LAS BUENAS INTENCIONES
Absorto, el padre Zacarías no advierte que la joven se retira. Camina desnuda de espaldas a la puerta cubriéndose con las manos; no levanta los ojos húmedos, porque los impuros no pueden mirarle de frente. En el aire se mezcla un olor primitivo, animal, con el del habano que acaba de encender.
El alzacuellos reposa sobre un pedazo de madera que sirve como mesa. Allí mismo espera la sotana bien doblada. Sobre la tarde se cierne una calima irrespirable, pero él se deleita con el sabor del tabaco. Aspira hondo, muy hondo, para llevar el humo adonde él quiere y crea con los labios decenas de volutas que se rompen contra el techo de la choza. Sonríe y se admira del poder infinito de Dios, que incluso puede hacer que un hecho tan trivial y solitario le produzca más placer que el que acaba de gozar hace un momento.
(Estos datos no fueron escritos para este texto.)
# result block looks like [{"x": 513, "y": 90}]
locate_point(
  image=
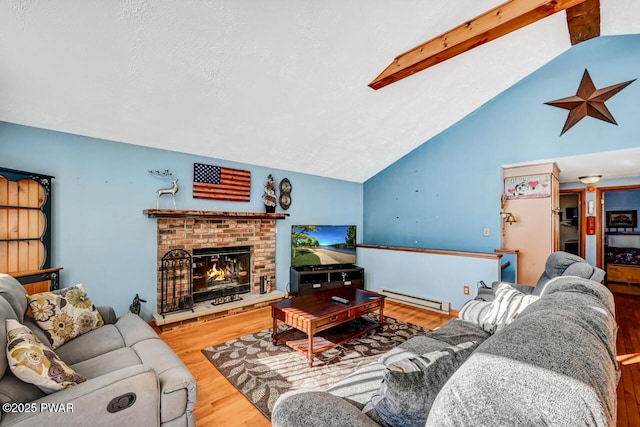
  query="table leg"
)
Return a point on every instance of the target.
[
  {"x": 274, "y": 331},
  {"x": 310, "y": 352}
]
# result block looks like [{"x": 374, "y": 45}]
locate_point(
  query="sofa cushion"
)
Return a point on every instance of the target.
[
  {"x": 87, "y": 346},
  {"x": 33, "y": 362},
  {"x": 411, "y": 385},
  {"x": 6, "y": 312},
  {"x": 64, "y": 314},
  {"x": 505, "y": 307},
  {"x": 554, "y": 365},
  {"x": 106, "y": 363},
  {"x": 13, "y": 389}
]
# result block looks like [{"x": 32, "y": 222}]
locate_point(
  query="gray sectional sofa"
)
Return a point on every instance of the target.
[
  {"x": 554, "y": 364},
  {"x": 132, "y": 376}
]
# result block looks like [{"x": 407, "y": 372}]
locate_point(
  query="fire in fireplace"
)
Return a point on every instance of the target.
[{"x": 221, "y": 274}]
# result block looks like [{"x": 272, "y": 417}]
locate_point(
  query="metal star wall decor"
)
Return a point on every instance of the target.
[{"x": 589, "y": 101}]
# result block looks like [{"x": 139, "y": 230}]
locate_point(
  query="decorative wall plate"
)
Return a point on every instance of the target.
[{"x": 285, "y": 193}]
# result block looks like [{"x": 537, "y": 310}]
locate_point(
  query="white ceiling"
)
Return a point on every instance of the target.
[{"x": 281, "y": 84}]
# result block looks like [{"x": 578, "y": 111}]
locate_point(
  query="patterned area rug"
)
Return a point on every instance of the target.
[{"x": 262, "y": 371}]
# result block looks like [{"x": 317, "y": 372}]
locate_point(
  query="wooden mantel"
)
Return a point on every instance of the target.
[{"x": 172, "y": 213}]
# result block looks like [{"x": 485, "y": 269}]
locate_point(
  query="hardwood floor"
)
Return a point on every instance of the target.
[
  {"x": 628, "y": 350},
  {"x": 220, "y": 404}
]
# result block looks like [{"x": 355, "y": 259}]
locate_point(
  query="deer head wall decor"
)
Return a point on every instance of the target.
[{"x": 166, "y": 174}]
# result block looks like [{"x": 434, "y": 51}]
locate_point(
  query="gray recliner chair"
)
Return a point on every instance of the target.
[{"x": 557, "y": 264}]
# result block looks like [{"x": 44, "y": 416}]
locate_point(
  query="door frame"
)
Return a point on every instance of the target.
[{"x": 583, "y": 213}]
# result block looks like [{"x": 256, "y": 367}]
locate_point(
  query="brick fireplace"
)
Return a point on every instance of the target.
[{"x": 197, "y": 232}]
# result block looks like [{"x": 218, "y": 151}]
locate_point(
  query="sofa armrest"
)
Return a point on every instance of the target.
[
  {"x": 86, "y": 403},
  {"x": 306, "y": 408},
  {"x": 108, "y": 314}
]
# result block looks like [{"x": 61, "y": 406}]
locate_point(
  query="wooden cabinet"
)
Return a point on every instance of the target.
[
  {"x": 305, "y": 281},
  {"x": 623, "y": 273},
  {"x": 25, "y": 229}
]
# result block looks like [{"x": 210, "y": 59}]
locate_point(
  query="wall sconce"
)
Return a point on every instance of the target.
[
  {"x": 509, "y": 218},
  {"x": 590, "y": 179}
]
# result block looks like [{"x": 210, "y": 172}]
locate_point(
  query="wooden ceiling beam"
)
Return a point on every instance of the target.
[
  {"x": 497, "y": 22},
  {"x": 583, "y": 21}
]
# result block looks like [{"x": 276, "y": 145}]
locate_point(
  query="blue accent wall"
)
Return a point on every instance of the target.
[
  {"x": 447, "y": 191},
  {"x": 101, "y": 237}
]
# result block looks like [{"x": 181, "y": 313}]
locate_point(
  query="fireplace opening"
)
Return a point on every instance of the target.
[{"x": 221, "y": 275}]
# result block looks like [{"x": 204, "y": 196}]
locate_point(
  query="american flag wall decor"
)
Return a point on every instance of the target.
[{"x": 215, "y": 182}]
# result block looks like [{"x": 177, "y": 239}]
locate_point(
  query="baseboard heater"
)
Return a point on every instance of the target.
[{"x": 416, "y": 301}]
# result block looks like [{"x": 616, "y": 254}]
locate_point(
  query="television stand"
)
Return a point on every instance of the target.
[{"x": 310, "y": 279}]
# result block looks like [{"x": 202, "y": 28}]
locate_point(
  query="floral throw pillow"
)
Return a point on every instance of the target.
[
  {"x": 64, "y": 314},
  {"x": 35, "y": 363}
]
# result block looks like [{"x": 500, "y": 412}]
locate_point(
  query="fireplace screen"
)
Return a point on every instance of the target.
[
  {"x": 221, "y": 274},
  {"x": 176, "y": 281}
]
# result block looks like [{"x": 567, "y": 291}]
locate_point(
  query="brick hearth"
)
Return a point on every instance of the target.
[{"x": 189, "y": 230}]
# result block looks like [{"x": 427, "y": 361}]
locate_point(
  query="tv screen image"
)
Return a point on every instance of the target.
[{"x": 323, "y": 245}]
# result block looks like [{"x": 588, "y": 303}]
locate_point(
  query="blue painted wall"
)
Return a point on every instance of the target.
[
  {"x": 444, "y": 193},
  {"x": 101, "y": 237}
]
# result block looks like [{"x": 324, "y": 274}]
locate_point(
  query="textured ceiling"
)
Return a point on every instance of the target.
[{"x": 281, "y": 84}]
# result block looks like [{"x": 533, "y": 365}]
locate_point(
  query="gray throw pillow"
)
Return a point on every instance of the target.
[{"x": 411, "y": 385}]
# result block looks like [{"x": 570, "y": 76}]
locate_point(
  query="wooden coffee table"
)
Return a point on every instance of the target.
[{"x": 319, "y": 317}]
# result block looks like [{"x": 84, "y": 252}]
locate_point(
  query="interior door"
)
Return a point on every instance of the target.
[{"x": 571, "y": 232}]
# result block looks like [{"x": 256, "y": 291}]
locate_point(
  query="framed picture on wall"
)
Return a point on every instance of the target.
[
  {"x": 626, "y": 219},
  {"x": 527, "y": 187}
]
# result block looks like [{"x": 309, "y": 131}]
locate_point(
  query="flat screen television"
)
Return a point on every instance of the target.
[{"x": 323, "y": 245}]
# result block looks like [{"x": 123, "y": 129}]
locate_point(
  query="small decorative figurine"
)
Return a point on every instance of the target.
[
  {"x": 166, "y": 191},
  {"x": 270, "y": 195}
]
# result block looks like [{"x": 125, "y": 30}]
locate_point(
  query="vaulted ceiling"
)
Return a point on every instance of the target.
[{"x": 281, "y": 84}]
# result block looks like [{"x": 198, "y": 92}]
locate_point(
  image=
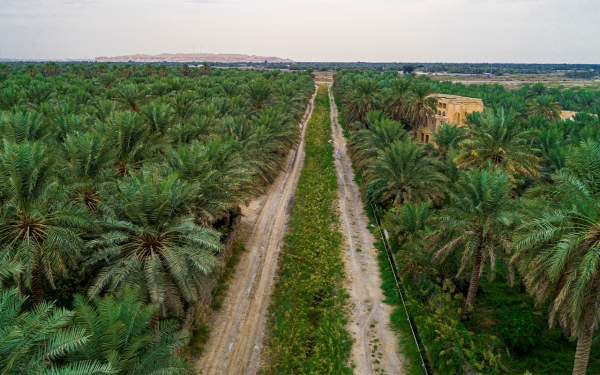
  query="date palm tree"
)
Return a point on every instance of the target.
[
  {"x": 86, "y": 161},
  {"x": 476, "y": 223},
  {"x": 218, "y": 174},
  {"x": 132, "y": 140},
  {"x": 260, "y": 94},
  {"x": 557, "y": 250},
  {"x": 493, "y": 139},
  {"x": 37, "y": 228},
  {"x": 447, "y": 137},
  {"x": 404, "y": 172},
  {"x": 153, "y": 242},
  {"x": 395, "y": 96},
  {"x": 379, "y": 136},
  {"x": 31, "y": 340},
  {"x": 363, "y": 98},
  {"x": 132, "y": 96},
  {"x": 120, "y": 336}
]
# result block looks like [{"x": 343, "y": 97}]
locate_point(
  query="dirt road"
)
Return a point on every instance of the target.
[
  {"x": 235, "y": 341},
  {"x": 375, "y": 350}
]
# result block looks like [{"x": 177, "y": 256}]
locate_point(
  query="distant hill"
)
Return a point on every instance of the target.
[{"x": 193, "y": 57}]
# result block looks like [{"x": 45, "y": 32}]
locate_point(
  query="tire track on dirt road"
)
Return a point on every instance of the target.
[
  {"x": 235, "y": 342},
  {"x": 375, "y": 350}
]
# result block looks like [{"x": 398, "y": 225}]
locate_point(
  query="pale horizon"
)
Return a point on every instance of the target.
[{"x": 418, "y": 31}]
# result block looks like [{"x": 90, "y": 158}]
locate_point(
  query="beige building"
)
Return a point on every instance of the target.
[{"x": 452, "y": 109}]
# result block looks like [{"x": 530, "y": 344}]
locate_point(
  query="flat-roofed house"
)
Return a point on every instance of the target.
[{"x": 452, "y": 109}]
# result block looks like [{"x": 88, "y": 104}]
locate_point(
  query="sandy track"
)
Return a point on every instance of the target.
[
  {"x": 236, "y": 338},
  {"x": 376, "y": 346}
]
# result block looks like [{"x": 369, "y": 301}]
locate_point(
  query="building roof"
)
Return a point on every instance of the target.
[{"x": 456, "y": 99}]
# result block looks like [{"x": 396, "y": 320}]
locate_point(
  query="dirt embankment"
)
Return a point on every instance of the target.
[
  {"x": 235, "y": 342},
  {"x": 375, "y": 350}
]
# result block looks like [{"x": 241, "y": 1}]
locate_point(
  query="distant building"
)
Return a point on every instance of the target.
[
  {"x": 567, "y": 115},
  {"x": 452, "y": 109}
]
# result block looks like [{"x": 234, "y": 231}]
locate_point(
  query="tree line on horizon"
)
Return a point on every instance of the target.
[
  {"x": 117, "y": 187},
  {"x": 503, "y": 210}
]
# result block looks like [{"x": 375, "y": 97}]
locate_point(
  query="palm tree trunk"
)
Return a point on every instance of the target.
[
  {"x": 474, "y": 284},
  {"x": 37, "y": 285},
  {"x": 584, "y": 344}
]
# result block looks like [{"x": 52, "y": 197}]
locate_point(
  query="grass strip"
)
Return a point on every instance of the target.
[
  {"x": 398, "y": 319},
  {"x": 307, "y": 313}
]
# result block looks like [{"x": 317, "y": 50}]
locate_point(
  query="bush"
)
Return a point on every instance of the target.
[{"x": 520, "y": 331}]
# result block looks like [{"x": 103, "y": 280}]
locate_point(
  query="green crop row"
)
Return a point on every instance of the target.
[{"x": 307, "y": 315}]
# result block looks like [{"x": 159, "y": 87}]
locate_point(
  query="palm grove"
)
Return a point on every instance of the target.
[
  {"x": 117, "y": 188},
  {"x": 504, "y": 212}
]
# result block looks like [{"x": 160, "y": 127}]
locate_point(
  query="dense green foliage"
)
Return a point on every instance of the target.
[
  {"x": 307, "y": 325},
  {"x": 502, "y": 250},
  {"x": 118, "y": 184}
]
Un ruido amenaza su intimidad en medio del silencio. Afina el oído: escucha la jungla, sus propios latidos retumbando en las sienes, pero está desnudo y decide no salir; en la selva hay sonidos por todas partes.
Cabalga en sus pensamientos y da gracias por el regalo divino de poder estar allí para cumplir con su labor pastoral. Satisfecho, observa su figura; repasa sus formas de varón y se ofrece una larga caricia. En aquel espacio angosto el sudor se condensa y el placer absorbe la incertidumbre.
Sin embargo algo insiste en romper su paz. Su mano se paraliza ruborizada. Todos sus sentidos se afilan detectando algún peligro sin nombre. Se incorpora. Vuelve a escuchar, pero la tarde no le responde. Se levanta y da unos pasos vacilantes. No sabe si salir y se inclina sobre la ventana abierta. Entonces su cabeza rodando por el suelo escupe el magnífico puro de los momentos de gloria.